L'ambasciatore italiano Luca Attanasio, il carabiniere Vittorio Iacovacci e il loro autista congolese, Mustapha Milambo, sono stati uccisi in un agguato mentre viaggiavano a bordo di un'auto dell'Onu in una regione della Repubblica democratica del Congo, il Nord Kivu, da anni teatro di violenti scontri tra decine di milizie che si contendono il controllo del territorio e delle sue risorse naturali (tra cui il coltan tanto necessario per l'industria informatica).

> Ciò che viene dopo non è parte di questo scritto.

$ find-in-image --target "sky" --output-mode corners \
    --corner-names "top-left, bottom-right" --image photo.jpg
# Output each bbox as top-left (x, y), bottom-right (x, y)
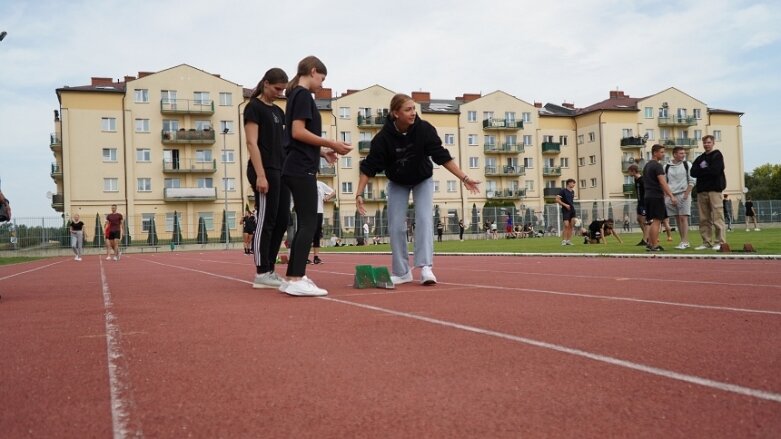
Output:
top-left (0, 0), bottom-right (781, 217)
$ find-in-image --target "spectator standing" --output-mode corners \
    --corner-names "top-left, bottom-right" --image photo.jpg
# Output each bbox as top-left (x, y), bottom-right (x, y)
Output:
top-left (691, 134), bottom-right (727, 251)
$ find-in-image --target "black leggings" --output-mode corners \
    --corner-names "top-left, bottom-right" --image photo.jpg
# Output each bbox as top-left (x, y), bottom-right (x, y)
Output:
top-left (282, 175), bottom-right (317, 277)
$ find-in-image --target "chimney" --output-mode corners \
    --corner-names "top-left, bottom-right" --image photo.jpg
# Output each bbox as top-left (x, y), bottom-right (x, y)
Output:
top-left (412, 91), bottom-right (431, 103)
top-left (92, 76), bottom-right (114, 86)
top-left (315, 88), bottom-right (333, 99)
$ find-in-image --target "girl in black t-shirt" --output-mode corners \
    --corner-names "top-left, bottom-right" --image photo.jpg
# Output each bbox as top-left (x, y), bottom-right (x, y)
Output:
top-left (279, 56), bottom-right (352, 296)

Luca Attanasio è il primo ambasciatore italiano ucciso in servizio nella storia della nostra diplomazia. Lascia la madre, la moglie e tre figlie piccole. Attanasio, 43 anni, era presidente onorario dell'associazione Mama Sofia, fondata a Kinshasa dalla moglie Zakia Seddiki per occuparsi di bambini e donne in difficoltà. Insieme avevano ricevuto a novembre il Premio Nassirya per la Pace 2020. In quell'occasione Attanasio aveva ricordato che "quella dell'ambasciatore è una missione, a volte anche pericolosa, ma abbiamo il dovere di dare l'esempio".
"Luca era un ragazzo cresciuto all'oratorio di Limbiate. Era una luce che fa breccia nella nebbia, illumina e riscalda". Con queste parole, don Angelo Gornati, attuale parroco di Cesate ma per diversi anni alla guida della parrocchia di Limbiate, ricorda Luca Attanasio.
"Era capace di cogliere il lato positivo presente in ogni persona, di cucire i rapporti, di costruire ponti - ricorda don Angelo - e ogni volta che tornava a casa dalle varie parti del mondo in cui veniva mandato, correva subito dalla famiglia, ma subito dopo veniva in parrocchia e all'oratorio".